West Point Fishing Report – July 2006
West Point: Level: 4.7 feet low. Temp: 86 degrees in main lake. Up the river it’s 72-76 degrees. Clarity: Clear.
Bass: Good using big worms and crankbaits, said guide Paul Parsons. There’s also a good topwater bite for about an hour after daylight. Paul has been running main-lake flats in about 15 to 30 feet of water. “I’ve been throwing Zara Spooks and Pop-Rs,” said Paul. “You can see them schooling on top.” For most of the day Paul will drag a Zoom Mag II or Ol Monster worm around humps and roadbeds. For the clear water try watermelon seed. James Scogin said his bass are still shallow. “The fish we’re catching are in five feet of water,” said James. “We’re catching them on blowdowns and around shallow brush and rocks above Ringer. In July look for fish to pull out to 15- and 18-foot brush. “I’ll throw an Ol-Nelle buzzbait early around blowdowns and wood cover washed down during the week,” said James. “For deeper fish, I’ll throw a DD22 and a jig.” James prefers two different-colored Norman plugs, one has a blue back with bone sides and the other is solid chartreuse. He likes a 1/4- to 3/8-oz. black/blue jig with a green-pumpkin Paca Craw trailer.

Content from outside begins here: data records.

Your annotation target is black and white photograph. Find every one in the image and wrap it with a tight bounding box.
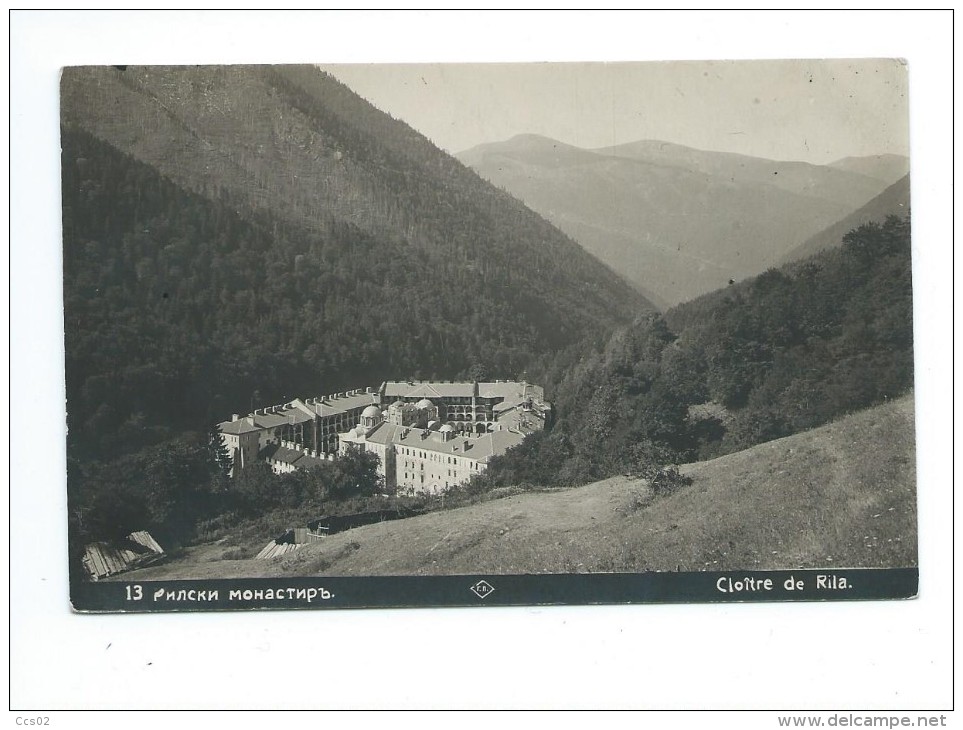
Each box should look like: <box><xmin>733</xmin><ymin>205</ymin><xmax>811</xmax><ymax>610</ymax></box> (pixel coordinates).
<box><xmin>9</xmin><ymin>5</ymin><xmax>956</xmax><ymax>712</ymax></box>
<box><xmin>61</xmin><ymin>59</ymin><xmax>917</xmax><ymax>609</ymax></box>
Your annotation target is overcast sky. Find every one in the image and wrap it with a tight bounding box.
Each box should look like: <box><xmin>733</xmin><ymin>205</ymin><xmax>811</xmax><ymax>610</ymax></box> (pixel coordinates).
<box><xmin>321</xmin><ymin>60</ymin><xmax>909</xmax><ymax>163</ymax></box>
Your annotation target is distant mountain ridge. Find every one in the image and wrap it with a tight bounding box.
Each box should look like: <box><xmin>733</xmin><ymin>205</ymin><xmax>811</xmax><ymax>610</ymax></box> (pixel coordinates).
<box><xmin>458</xmin><ymin>134</ymin><xmax>905</xmax><ymax>305</ymax></box>
<box><xmin>829</xmin><ymin>155</ymin><xmax>909</xmax><ymax>184</ymax></box>
<box><xmin>780</xmin><ymin>175</ymin><xmax>910</xmax><ymax>263</ymax></box>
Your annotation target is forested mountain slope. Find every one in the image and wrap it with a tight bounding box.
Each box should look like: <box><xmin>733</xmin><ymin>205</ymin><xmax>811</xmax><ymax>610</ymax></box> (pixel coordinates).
<box><xmin>62</xmin><ymin>67</ymin><xmax>651</xmax><ymax>458</ymax></box>
<box><xmin>782</xmin><ymin>175</ymin><xmax>910</xmax><ymax>263</ymax></box>
<box><xmin>473</xmin><ymin>216</ymin><xmax>913</xmax><ymax>490</ymax></box>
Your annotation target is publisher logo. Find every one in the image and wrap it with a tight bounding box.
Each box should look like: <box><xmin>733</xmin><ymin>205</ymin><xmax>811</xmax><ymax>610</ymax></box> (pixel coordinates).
<box><xmin>471</xmin><ymin>580</ymin><xmax>495</xmax><ymax>598</ymax></box>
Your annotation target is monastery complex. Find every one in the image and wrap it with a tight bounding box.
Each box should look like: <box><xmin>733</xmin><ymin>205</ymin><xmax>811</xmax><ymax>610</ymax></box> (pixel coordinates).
<box><xmin>218</xmin><ymin>380</ymin><xmax>552</xmax><ymax>493</ymax></box>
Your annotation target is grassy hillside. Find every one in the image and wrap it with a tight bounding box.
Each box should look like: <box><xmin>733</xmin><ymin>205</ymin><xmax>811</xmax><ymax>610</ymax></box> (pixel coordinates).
<box><xmin>124</xmin><ymin>396</ymin><xmax>916</xmax><ymax>580</ymax></box>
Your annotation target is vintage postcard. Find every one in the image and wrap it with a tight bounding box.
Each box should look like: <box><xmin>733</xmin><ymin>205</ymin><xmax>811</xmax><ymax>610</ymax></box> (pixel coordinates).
<box><xmin>61</xmin><ymin>59</ymin><xmax>918</xmax><ymax>611</ymax></box>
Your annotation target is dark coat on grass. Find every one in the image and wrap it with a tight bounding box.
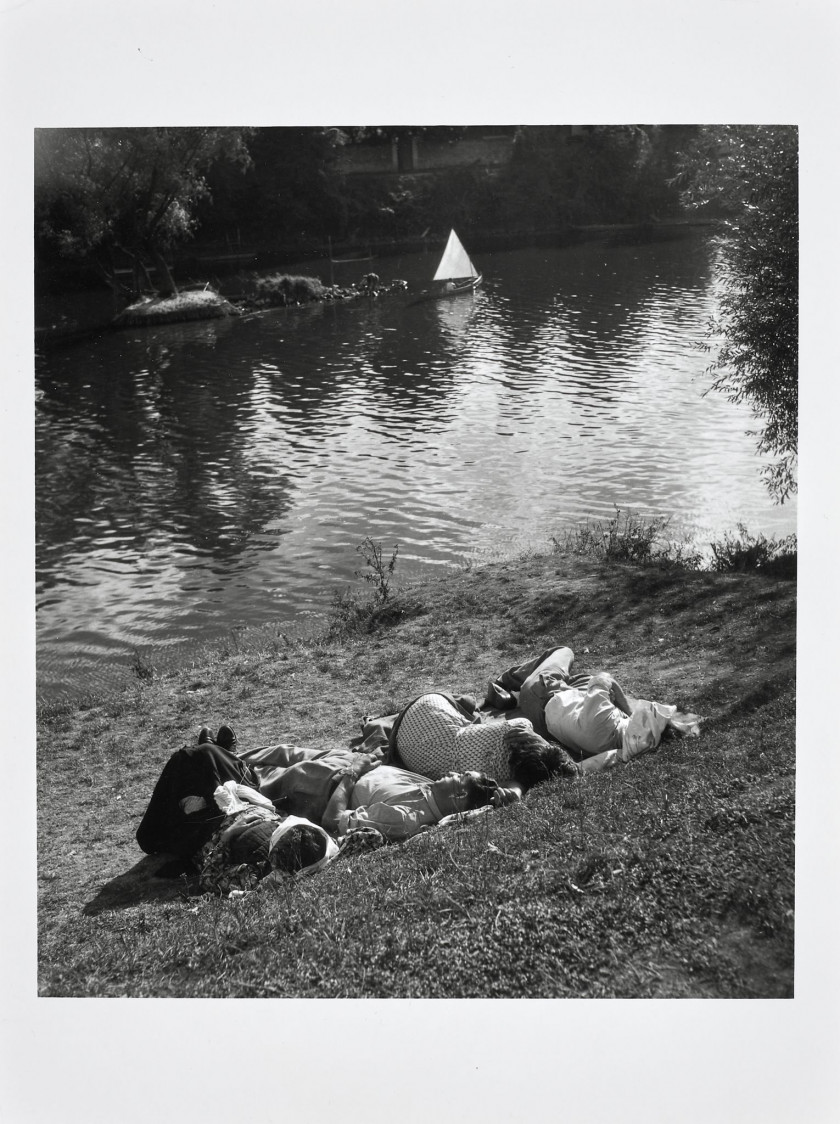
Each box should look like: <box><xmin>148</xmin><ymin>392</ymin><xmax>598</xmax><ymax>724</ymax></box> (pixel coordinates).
<box><xmin>137</xmin><ymin>744</ymin><xmax>259</xmax><ymax>856</ymax></box>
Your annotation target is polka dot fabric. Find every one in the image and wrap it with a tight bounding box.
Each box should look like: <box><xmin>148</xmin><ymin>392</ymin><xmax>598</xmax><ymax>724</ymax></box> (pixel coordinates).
<box><xmin>397</xmin><ymin>695</ymin><xmax>511</xmax><ymax>783</ymax></box>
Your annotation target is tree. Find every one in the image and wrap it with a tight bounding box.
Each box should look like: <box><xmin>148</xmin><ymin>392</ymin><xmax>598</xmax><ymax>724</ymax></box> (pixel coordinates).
<box><xmin>35</xmin><ymin>128</ymin><xmax>250</xmax><ymax>294</ymax></box>
<box><xmin>680</xmin><ymin>125</ymin><xmax>798</xmax><ymax>502</ymax></box>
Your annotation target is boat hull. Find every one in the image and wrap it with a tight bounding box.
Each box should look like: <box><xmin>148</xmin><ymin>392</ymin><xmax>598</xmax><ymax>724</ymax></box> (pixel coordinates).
<box><xmin>407</xmin><ymin>274</ymin><xmax>481</xmax><ymax>308</ymax></box>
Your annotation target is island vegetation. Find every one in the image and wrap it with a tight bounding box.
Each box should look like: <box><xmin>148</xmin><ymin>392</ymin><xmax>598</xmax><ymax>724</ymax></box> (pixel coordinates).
<box><xmin>36</xmin><ymin>126</ymin><xmax>797</xmax><ymax>997</ymax></box>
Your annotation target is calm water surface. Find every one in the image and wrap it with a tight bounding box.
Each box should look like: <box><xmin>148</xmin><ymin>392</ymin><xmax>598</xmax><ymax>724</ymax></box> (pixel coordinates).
<box><xmin>36</xmin><ymin>236</ymin><xmax>796</xmax><ymax>698</ymax></box>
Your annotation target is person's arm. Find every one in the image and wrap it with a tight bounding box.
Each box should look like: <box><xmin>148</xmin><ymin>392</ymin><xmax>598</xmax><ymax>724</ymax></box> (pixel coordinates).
<box><xmin>341</xmin><ymin>804</ymin><xmax>437</xmax><ymax>842</ymax></box>
<box><xmin>609</xmin><ymin>676</ymin><xmax>633</xmax><ymax>716</ymax></box>
<box><xmin>320</xmin><ymin>772</ymin><xmax>356</xmax><ymax>835</ymax></box>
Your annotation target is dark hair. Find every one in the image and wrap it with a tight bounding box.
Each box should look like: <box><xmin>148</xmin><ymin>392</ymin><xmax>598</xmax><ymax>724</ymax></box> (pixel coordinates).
<box><xmin>270</xmin><ymin>824</ymin><xmax>326</xmax><ymax>874</ymax></box>
<box><xmin>505</xmin><ymin>726</ymin><xmax>579</xmax><ymax>790</ymax></box>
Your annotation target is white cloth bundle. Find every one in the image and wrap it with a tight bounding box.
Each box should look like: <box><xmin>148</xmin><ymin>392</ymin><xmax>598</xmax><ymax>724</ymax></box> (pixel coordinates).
<box><xmin>618</xmin><ymin>699</ymin><xmax>703</xmax><ymax>761</ymax></box>
<box><xmin>269</xmin><ymin>816</ymin><xmax>338</xmax><ymax>881</ymax></box>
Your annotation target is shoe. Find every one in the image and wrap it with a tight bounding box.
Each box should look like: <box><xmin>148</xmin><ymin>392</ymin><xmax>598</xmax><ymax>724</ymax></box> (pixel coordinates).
<box><xmin>485</xmin><ymin>679</ymin><xmax>516</xmax><ymax>710</ymax></box>
<box><xmin>216</xmin><ymin>726</ymin><xmax>236</xmax><ymax>750</ymax></box>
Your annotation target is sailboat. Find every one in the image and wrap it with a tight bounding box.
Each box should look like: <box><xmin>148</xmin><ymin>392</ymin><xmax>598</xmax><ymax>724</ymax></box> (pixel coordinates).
<box><xmin>409</xmin><ymin>230</ymin><xmax>481</xmax><ymax>305</ymax></box>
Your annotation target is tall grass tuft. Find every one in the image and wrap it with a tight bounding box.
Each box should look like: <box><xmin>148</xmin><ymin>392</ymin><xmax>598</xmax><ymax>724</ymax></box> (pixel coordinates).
<box><xmin>551</xmin><ymin>506</ymin><xmax>703</xmax><ymax>570</ymax></box>
<box><xmin>711</xmin><ymin>523</ymin><xmax>796</xmax><ymax>577</ymax></box>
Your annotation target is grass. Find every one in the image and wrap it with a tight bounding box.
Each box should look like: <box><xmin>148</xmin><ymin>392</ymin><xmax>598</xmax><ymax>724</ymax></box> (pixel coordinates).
<box><xmin>38</xmin><ymin>530</ymin><xmax>796</xmax><ymax>997</ymax></box>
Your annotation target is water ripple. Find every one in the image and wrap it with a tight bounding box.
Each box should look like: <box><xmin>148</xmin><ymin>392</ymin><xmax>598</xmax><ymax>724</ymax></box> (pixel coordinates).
<box><xmin>36</xmin><ymin>232</ymin><xmax>795</xmax><ymax>697</ymax></box>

Crappie: Great. Guide Bobby Wilson said they’ve been catching good numbers of crappie downlining around bridge pilings. “You’ll want to fish 10 to 15 feet down. Fish minnows or small threadfins on a No. 2 hook.” You can catch them at night, but Bobby does most of his fishing during the day. Try Yellowjacket, 109 and the railroad trestle bridges.
Hybrids: “They’re biting real good in the mornings,” said Bobby. “We’re seeing few on top, but not many. A few are coming up in the afternoon with the cloud cover from the afternoon thunderstorms.” Bobby has been downlining shad in 15 to 20 feet of water over flats and roadbeds in 20 to 35 feet of water. Try the mouth of Wilson Creek. Paul Parsons said his boat caught 20 on June 22. “They were all between three and five pounds, but we’ve been catching them up to nine pounds. Paul said to try the hump at the railroad trestle and the long ridge that runs south from the mouth of Wehadkee Creek. “It tops out about 20 feet and drops into 40 feet of water,” said Paul. “It’s about 75 yards off the bank.”